The impacts of ground water pumping on surface water bodies can be measured in relatively few situations. Measurable impacts require situations where there is little interference from other wells, close proximity of the pumping location and the surface water, and a pumping rate that is a measurable proportion of stream or spring discharge. If nearby wells exist that have a capacity similar to that of the well of interest, and these wells are operating, it becomes difficult or impossible to isolate the effects of a single well on a nearby spring or stream. If the well of interest is a great distance from the spring or stream (perhaps a few miles or more), the effects may be so greatly attenuated that testing becomes infeasible. If the pumping rate is small relative to the discharge of the stream or spring, then changes in the spring or stream flow may be immeasurably small. Any of these conditions make the measurement of depletion due to pumping impracticable and require that theoretical methods be employed.
Ground water flow theory can be applied to estimate spring or stream depletion in several ways. Some of the most simple techniques were developed by Jenkins (1968) and Glover (1968). These methods use an analytical equation to calculate graphs that generically relate pumping to depletion. Depletion rates are a function of aquifer transmissivity and storativity and the distance between the stream and well. The depletion is assumed to be proportional to the pumping rate. Application of these methods involves numerous simplifying assumptions including: 1) the aquifer is infinite except where cut by the stream, 2) the stream fully penetrates the aquifer, 3) the aquifer characteristics are uniform, 4) the stream is approximately straight, and 5) aquifer thickness is not significantly changed by pumping. When these assumptions are too restrictive, more sophisticated methods must be employed.
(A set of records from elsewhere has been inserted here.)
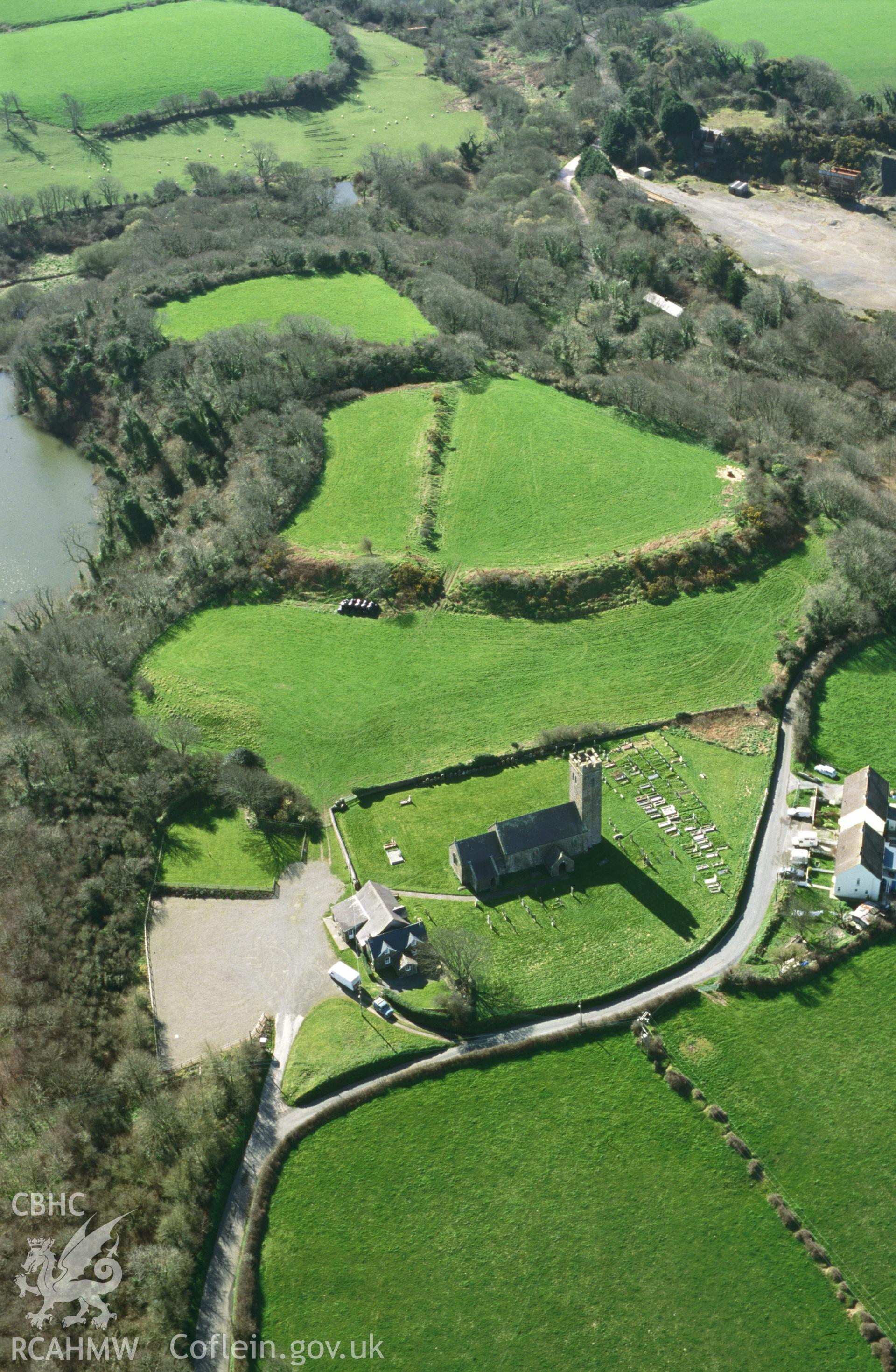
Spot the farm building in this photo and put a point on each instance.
(860, 864)
(548, 839)
(377, 922)
(866, 816)
(865, 800)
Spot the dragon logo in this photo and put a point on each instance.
(59, 1283)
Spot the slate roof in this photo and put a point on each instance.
(860, 845)
(539, 828)
(397, 940)
(865, 788)
(372, 909)
(481, 848)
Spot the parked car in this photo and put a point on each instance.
(346, 978)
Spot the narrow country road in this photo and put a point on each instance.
(276, 1121)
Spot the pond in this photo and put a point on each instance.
(46, 487)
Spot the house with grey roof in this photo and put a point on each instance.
(860, 864)
(551, 837)
(375, 922)
(865, 800)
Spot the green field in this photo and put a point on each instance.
(853, 36)
(559, 1212)
(338, 1039)
(333, 702)
(40, 11)
(371, 483)
(807, 1077)
(123, 63)
(393, 106)
(358, 303)
(853, 718)
(537, 477)
(217, 848)
(621, 921)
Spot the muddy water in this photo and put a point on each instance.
(44, 489)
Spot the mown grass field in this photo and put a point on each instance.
(208, 847)
(42, 11)
(393, 106)
(853, 717)
(851, 36)
(615, 920)
(537, 477)
(338, 1039)
(807, 1077)
(559, 1212)
(126, 62)
(360, 303)
(333, 702)
(374, 472)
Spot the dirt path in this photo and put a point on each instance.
(276, 1121)
(848, 253)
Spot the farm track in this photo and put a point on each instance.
(276, 1123)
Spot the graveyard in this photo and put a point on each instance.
(440, 688)
(651, 894)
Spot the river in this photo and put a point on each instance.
(44, 489)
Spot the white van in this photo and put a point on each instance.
(346, 978)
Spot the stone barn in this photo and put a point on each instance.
(551, 839)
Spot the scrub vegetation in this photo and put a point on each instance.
(589, 1133)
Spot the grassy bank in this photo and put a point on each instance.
(537, 478)
(123, 63)
(807, 1076)
(592, 1220)
(333, 702)
(854, 710)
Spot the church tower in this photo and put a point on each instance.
(586, 777)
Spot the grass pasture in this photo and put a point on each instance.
(46, 11)
(807, 1076)
(121, 63)
(360, 303)
(537, 478)
(394, 106)
(853, 715)
(336, 1039)
(621, 921)
(371, 482)
(563, 1210)
(333, 702)
(853, 36)
(217, 848)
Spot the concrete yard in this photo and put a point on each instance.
(218, 965)
(848, 253)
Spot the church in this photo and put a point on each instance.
(548, 839)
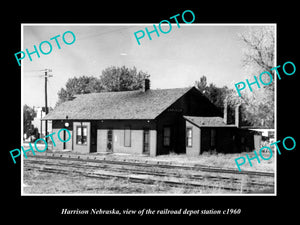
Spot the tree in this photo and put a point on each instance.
(112, 79)
(80, 85)
(215, 94)
(28, 116)
(122, 78)
(218, 96)
(259, 57)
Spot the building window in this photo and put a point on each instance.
(146, 142)
(213, 136)
(167, 136)
(189, 135)
(81, 135)
(127, 137)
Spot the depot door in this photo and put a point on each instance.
(93, 147)
(146, 142)
(109, 146)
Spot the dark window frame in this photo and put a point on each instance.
(83, 139)
(167, 137)
(125, 143)
(187, 137)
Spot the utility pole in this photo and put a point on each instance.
(46, 104)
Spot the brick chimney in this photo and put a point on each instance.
(237, 116)
(146, 84)
(225, 117)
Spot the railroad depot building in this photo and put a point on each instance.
(146, 121)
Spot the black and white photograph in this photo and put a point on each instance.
(144, 109)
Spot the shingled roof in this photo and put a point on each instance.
(118, 105)
(208, 121)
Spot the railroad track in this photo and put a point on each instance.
(149, 174)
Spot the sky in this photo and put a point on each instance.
(173, 60)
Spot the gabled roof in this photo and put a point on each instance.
(208, 121)
(118, 105)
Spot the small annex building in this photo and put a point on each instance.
(153, 122)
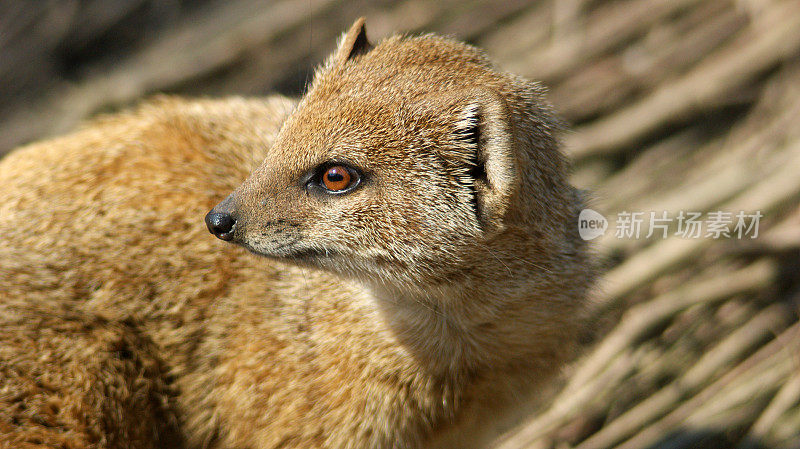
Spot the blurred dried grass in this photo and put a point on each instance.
(676, 105)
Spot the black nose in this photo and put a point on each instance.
(220, 224)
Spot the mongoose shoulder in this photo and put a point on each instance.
(421, 267)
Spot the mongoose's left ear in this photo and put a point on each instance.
(353, 42)
(483, 131)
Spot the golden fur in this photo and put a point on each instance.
(410, 312)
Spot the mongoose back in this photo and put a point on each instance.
(420, 272)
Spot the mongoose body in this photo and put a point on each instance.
(421, 269)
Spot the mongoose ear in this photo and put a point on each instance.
(352, 43)
(484, 132)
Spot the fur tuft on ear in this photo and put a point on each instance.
(352, 43)
(483, 132)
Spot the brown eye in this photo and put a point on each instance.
(337, 178)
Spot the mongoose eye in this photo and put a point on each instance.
(339, 178)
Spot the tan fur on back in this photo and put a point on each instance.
(413, 312)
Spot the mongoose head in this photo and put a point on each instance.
(409, 162)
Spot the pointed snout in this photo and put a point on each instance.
(221, 221)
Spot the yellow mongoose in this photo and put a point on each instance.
(423, 269)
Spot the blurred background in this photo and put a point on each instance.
(674, 105)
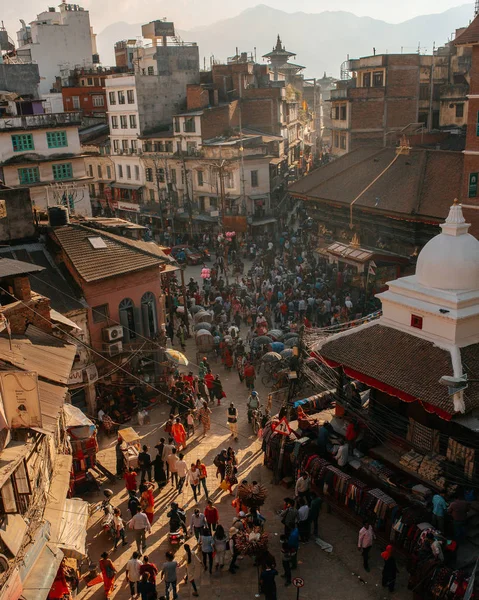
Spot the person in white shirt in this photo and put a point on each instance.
(303, 520)
(342, 455)
(133, 573)
(172, 461)
(303, 484)
(140, 526)
(182, 470)
(194, 480)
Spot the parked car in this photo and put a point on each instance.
(193, 255)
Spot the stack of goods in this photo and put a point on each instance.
(432, 468)
(412, 460)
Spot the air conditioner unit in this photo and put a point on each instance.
(114, 349)
(111, 334)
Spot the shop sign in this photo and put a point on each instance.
(20, 399)
(91, 373)
(76, 376)
(473, 184)
(128, 206)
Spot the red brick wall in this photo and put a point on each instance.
(262, 114)
(367, 114)
(86, 99)
(196, 97)
(34, 312)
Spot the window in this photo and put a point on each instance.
(189, 125)
(62, 171)
(29, 175)
(416, 321)
(23, 142)
(57, 139)
(127, 319)
(148, 314)
(473, 185)
(378, 78)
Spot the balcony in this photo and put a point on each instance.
(43, 121)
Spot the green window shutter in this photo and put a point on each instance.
(29, 175)
(57, 139)
(62, 171)
(23, 142)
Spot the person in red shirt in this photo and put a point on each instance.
(130, 480)
(212, 515)
(150, 568)
(209, 378)
(249, 375)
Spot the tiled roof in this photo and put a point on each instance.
(470, 35)
(404, 362)
(120, 256)
(421, 184)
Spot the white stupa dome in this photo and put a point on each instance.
(450, 261)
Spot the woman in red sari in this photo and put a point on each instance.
(179, 434)
(109, 572)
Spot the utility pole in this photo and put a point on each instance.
(431, 90)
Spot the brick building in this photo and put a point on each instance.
(390, 94)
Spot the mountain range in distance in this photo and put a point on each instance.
(321, 41)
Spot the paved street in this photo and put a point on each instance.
(331, 576)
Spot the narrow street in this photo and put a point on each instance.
(334, 576)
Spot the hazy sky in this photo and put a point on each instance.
(190, 13)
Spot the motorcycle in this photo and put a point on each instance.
(177, 525)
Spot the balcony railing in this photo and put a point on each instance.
(40, 121)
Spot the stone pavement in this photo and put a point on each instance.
(334, 576)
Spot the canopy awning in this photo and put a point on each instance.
(125, 186)
(42, 575)
(265, 221)
(72, 530)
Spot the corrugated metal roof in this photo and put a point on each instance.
(51, 361)
(10, 267)
(119, 257)
(52, 398)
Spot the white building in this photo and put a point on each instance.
(42, 152)
(56, 40)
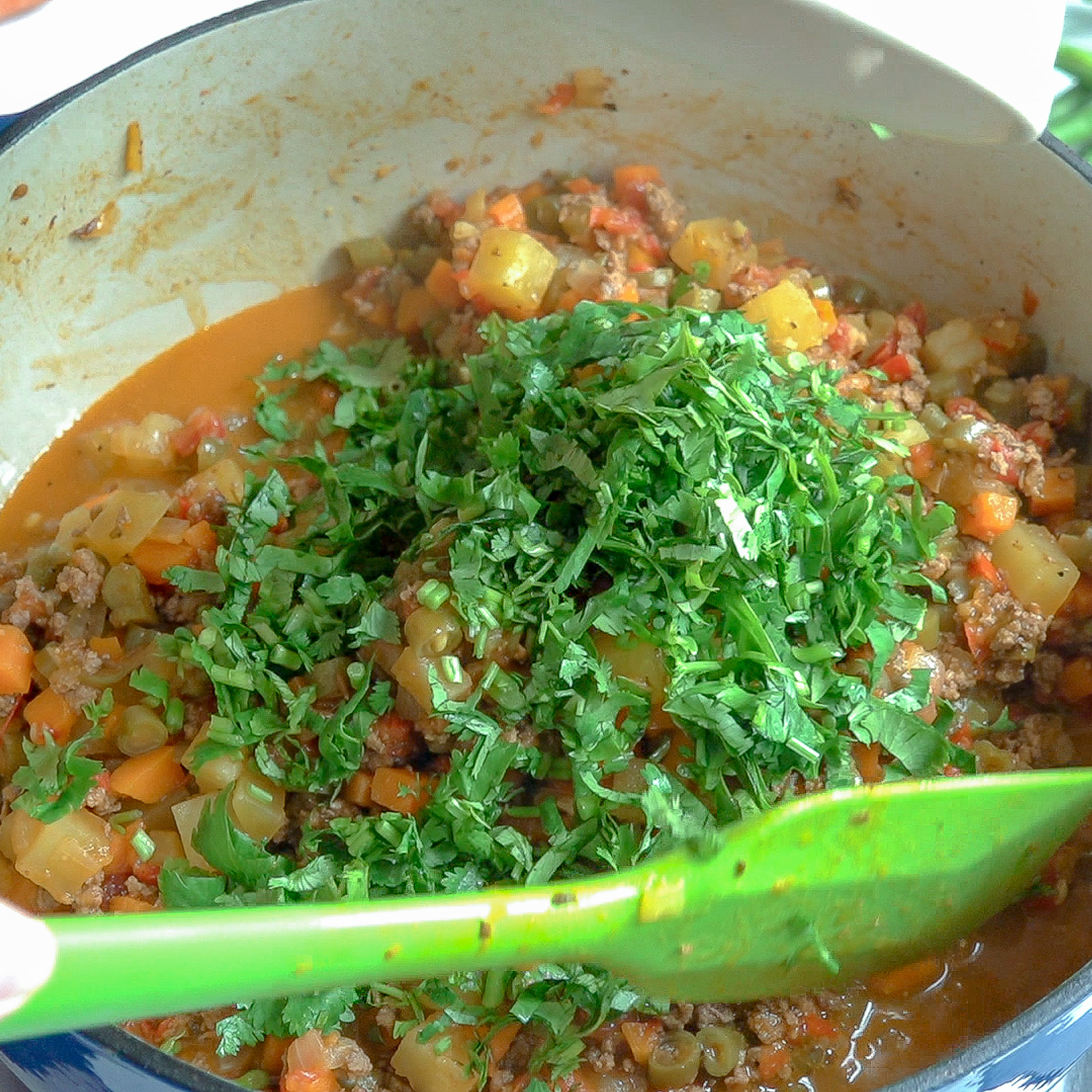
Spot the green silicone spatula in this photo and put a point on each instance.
(821, 889)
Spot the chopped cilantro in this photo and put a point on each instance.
(688, 493)
(57, 779)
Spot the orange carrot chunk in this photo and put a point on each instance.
(399, 790)
(989, 515)
(17, 657)
(51, 712)
(443, 285)
(149, 778)
(155, 558)
(641, 1038)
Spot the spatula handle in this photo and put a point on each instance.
(139, 966)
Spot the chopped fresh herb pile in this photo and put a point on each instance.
(677, 536)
Numerical modeling of stream depletion avoids many of the assumptions required in the more simple analytical techniques. Numerical modeling allows us to incorporate all of our understanding (which may be incomplete or flawed) of the real system into the process of calculating depletion. The sophistication of the model should be commensurate with the level of our understanding of the real system. Simple numerical models supported by limited data may still give more accurate estimates than the described analytical methods. Numerical modeling, however, does require more effort than application of the analytical techniques. In cases where entire aquifers are considered, and multiple reaches of streams are interconnected with the aquifer, the modeling process may become very complicated.
In some cases, the results of numerical models may be generically represented by response functions or coefficients. The response functions are determined from numerical models and quantify the relationship between pumping and stream depletion for specific pumping locations and stream reaches. Response functions are being determined to relate depletion of surface flows of the Snake River due to ground water pumping of the Snake River Plain aquifer. For more information on response functions click here.
How
do Surface Water Bodies Respond to Aquifer Recharge?
The previous discussion has focused on the impacts of ground water pumping on
stream and spring discharge. There is an equal and opposite effect for
conditions of aquifer recharge on spring and river flow. As ground water
pumping serves to deplete stream flow, aquifer recharge enhances stream flow.
All of the previous discussion related to pumping also relates to recharge.